Research talk:Improving link coverage
The word "coverage" in the title made me think this was about red links (e.g. Filling red links with Wikidata). Do I understand correctly that you're only studying blue links? --Nemo 08:39, 30 December 2014 (UTC)
Some research questions would be more practically actionable than others without revolutions in the system. For instance, there are rules/habits, often applied via bots, whose efficacy is impossible to verify for editors and that, with serious data, could be changed and have articles updated in a relatively quick time.
- Linking (nearly) all dates and years: how many need those links?
- Not linking a page twice, even if it's a very obscure term last mentioned 100 KB above: how many would need more repeated links, and of what sort?
But see below. --Nemo 08:39, 30 December 2014 (UTC)
How frequently a link was clicked is not indicative of its usefulness, so we lack an easy measure. The references provided don't look useful to answer the question, either. Surely there is past research on the topic? Ideally we'd need to measure:
- when a user clicked a link to A in article B, how often did they reach something they wanted;
- when a user clicked a link to A in segment C of article B, how often were they slowed down by neighbouring links;
- when a user went (or needed to go) to article C while reading article B, but didn't do so by clicking a link, how often C was not linked from B and in those cases how often it could have been?
Or something like that... No idea how one can guess such stuff. --Nemo 08:39, 30 December 2014 (UTC)

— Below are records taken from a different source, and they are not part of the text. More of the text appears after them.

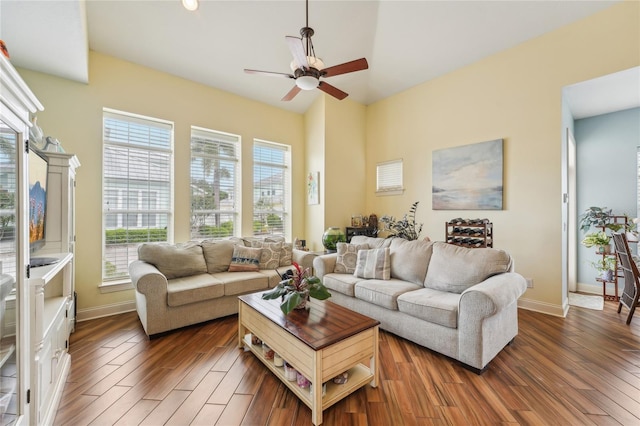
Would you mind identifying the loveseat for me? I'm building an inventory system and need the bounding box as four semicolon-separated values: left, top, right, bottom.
129;238;315;336
313;236;527;373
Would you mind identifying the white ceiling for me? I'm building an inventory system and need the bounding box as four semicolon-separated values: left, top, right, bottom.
0;0;640;116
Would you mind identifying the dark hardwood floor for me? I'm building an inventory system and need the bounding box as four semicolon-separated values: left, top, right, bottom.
55;302;640;426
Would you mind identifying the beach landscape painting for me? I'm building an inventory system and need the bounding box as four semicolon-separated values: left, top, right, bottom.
432;139;503;210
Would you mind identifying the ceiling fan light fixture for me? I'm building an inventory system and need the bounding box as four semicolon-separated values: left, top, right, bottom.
182;0;198;12
296;75;320;90
289;56;325;71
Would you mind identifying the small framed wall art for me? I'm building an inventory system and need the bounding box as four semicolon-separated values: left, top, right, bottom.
307;172;320;205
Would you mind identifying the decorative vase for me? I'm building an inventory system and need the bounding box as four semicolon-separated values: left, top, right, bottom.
322;226;347;253
602;269;613;281
293;291;309;309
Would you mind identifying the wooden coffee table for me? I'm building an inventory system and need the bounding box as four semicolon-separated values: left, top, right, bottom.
238;293;380;425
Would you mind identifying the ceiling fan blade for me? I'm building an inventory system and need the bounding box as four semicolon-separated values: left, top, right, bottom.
244;68;295;78
318;81;349;101
282;86;302;101
285;36;309;68
322;58;369;77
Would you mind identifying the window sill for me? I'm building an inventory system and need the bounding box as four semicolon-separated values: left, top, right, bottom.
98;278;134;293
376;189;404;197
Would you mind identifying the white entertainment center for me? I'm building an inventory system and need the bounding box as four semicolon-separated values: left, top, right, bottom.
0;54;80;425
29;152;80;425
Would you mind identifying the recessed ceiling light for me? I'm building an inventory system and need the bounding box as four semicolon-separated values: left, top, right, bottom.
182;0;198;12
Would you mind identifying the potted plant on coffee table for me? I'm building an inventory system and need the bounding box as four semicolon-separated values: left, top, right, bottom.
262;262;331;315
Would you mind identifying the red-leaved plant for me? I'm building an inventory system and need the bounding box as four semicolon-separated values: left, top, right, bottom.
262;262;331;315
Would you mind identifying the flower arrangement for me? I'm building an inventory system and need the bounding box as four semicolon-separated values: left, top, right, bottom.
262;262;331;315
380;201;423;240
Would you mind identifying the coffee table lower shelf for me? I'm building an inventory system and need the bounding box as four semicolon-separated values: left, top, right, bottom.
243;334;374;410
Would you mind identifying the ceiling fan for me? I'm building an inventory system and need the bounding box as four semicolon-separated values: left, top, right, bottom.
244;0;369;101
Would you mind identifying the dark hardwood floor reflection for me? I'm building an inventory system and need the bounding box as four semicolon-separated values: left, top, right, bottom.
55;302;640;426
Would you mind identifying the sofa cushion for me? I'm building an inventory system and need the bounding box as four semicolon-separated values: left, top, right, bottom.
349;235;391;249
167;274;224;306
251;241;282;269
216;271;269;296
333;243;369;274
389;238;433;285
354;279;423;311
229;245;262;272
200;240;235;274
258;266;291;288
322;274;362;297
398;288;461;328
353;247;391;280
424;242;511;293
264;236;293;266
138;243;207;280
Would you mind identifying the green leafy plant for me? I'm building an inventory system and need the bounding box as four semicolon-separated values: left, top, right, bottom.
590;256;616;274
262;262;331;315
580;231;611;248
580;207;611;232
380;201;422;240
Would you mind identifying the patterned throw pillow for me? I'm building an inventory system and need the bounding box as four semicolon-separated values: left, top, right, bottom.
333;243;369;274
229;246;262;272
353;247;391;280
251;241;282;269
264;237;293;266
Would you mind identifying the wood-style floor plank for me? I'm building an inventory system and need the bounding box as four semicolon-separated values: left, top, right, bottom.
55;302;640;426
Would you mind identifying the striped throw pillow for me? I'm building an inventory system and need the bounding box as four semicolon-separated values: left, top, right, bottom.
353;247;391;280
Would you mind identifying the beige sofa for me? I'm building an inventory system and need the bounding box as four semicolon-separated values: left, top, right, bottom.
313;236;527;373
129;238;315;336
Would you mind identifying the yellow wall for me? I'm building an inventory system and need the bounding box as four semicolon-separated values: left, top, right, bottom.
366;2;640;313
301;96;326;251
20;52;306;315
305;95;366;251
20;1;640;320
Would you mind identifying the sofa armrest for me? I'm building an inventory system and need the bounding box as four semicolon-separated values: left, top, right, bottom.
129;260;168;296
459;272;527;319
458;272;527;371
292;249;316;270
313;253;338;280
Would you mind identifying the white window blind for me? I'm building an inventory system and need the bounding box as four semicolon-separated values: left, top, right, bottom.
102;109;173;281
253;140;291;238
376;160;404;195
191;127;240;239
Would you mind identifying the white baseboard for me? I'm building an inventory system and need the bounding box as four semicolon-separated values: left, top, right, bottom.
76;300;136;322
518;298;569;318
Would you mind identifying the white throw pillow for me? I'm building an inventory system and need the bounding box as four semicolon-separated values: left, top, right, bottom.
333;243;369;274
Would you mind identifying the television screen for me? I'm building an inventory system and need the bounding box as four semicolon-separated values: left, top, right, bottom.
29;149;49;253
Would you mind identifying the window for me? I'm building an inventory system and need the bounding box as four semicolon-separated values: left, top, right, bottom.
191;127;240;239
102;109;173;281
376;160;404;195
253;140;291;238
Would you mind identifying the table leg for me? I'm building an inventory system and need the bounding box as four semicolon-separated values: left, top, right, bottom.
369;327;378;388
238;300;247;349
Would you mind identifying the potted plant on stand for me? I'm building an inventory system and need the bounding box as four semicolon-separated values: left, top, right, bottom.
580;207;611;232
580;231;611;254
591;256;616;282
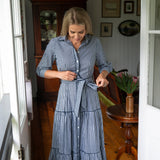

I would also be interested in a bibliography of studies for serendipity. Most scientific and corporate work revolves round semantic similarity: that's what all the search engines and advertising/ecommerce players in the world do, there is no need for us to join the mass. As  reminds us, the point of our wikis is serendipity (as in libraries, btw) and we must keep being that way, but there is little work being done in this area (cf. https://terra-incognita.co/). --Nemo 08:31, 31 December 2014 (UTC)
Link Extractor (by RENDER / WMDE) existing tool without additional user tracking
Link Extractor @tools.wmflabs: "The main idea of the Link Extractor is to measure the completeness of articles by comparing the links contained in different language versions of that article. Based on this analysis the Link Extractor deduces which concepts and terms should be covered by this Wikipedia article. In doing so, it indicates which information and links may be missing in the article." --Atlasowa (talk) 22:46, 12 January 2015 (UTC)
Research without additional user tracking
- Kummer, Michael (2014), Spillovers in Networks of User Generated Content: Pseudo-Experimental Evidence on Wikipedia, ZEW Discussion Paper No. 14-132, Mannheim (... Wikipedia prominently advertises one featured article on its main site every day, which increases viewership of the advertised article. Shifts in the viewership of adjacent articles are due to their link from the treated article. Through this approach I isolate how the link network causally influences users' search and contribution behavior. ...) --Atlasowa (talk) 14:48, 13 February 2015 (UTC)
- Wulczyn, Ellery; Taraborelli, Dario (2015): Wikipedia Clickstream. figshare.
Will this study also research the effectiveness and potential of our existing aids to link coverage and topical browsing, namely categories and Special:WhatLinksHere? (Navigational templates are another tool, but I suspect they're being conflated with normal inline links because the HTML is hard to interpret.)
Both tools would use more exposure (for instance StackExchange has a feature equivalent to a Special:WhatLinksHere transcluded directly into the sidebar of each question) and it would be particularly useful to be able to measure their impact, so that we can attempt new things with them and assess the results. On the other hand, it would be silly to make inline links when they would only overlap with existing features. --Nemo 17:24, 8 May 2015 (UTC)
Experimenting on the Wikipedia App
- Isn't that closer to task recommendations than to links? People can't really choose what to click, they are only given few options (or one) and can decide whether to follow them. --Nemo 16:52, 11 May 2015 (UTC)
- "Task recommendations" was a feature by WMF patronizing the editors.
- "Read more" is a feature by WMF patronizing the readers. (The "Read next" version was even worse.)
- I really hate it.
- WMF mobile team decides: You go read this . And: No you can't see categories , and no sideboxes to sister sites for you , and no timelines for you , and no collapsed content , and no links to talk pages  ... --Atlasowa (talk) 21:15, 11 May 2015 (UTC)
- mw:Analytics/Research_and_Data/Showcase#March 2015:
- mw:File:Bob_west_wikipedia_research_showcase_2015-03-25.pdf--Atlasowa (talk) 22:54, 20 June 2015 (UTC)
Given the resources available, it would be nice to first restore a tool which proved to work in the past, i.e. the Connectivity project. The tool identified orphan pages and isolated clusters of pages, aiding the improvement of linkage and therefore of relevant information. On the Italian Wikipedia this helped improve thousands articles, before the tool was destroyed by the murder of Toolserver. Code: https://git.wikimedia.org/tree/labs%2Ftools%2Fconnectivity.git --Nemo 10:10, 12 July 2015 (UTC)
Re: Top 10 suggestions
These seem typical cases of disambiguation, not really of link coverage... they display a failure of disambiguation decisions and/or search. But they also seem very prone to recentism: how long a period was considered? --Nemo 11:00, 6 August 2015 (UTC)
I noticed the "data" used for "improving link coverage" comes from the web server logs. Now that Wikipedia allows you to hover over a link and get a summary; I am quite sure a lot of times these links need not be followed for the reader to gain the necessary insight into the links content; I do see that the hover popups are over XHR; I just want to comment to ensure that this is part of the logs as well, perhaps differentiating between an actual visit and a hover may be an important metric as well.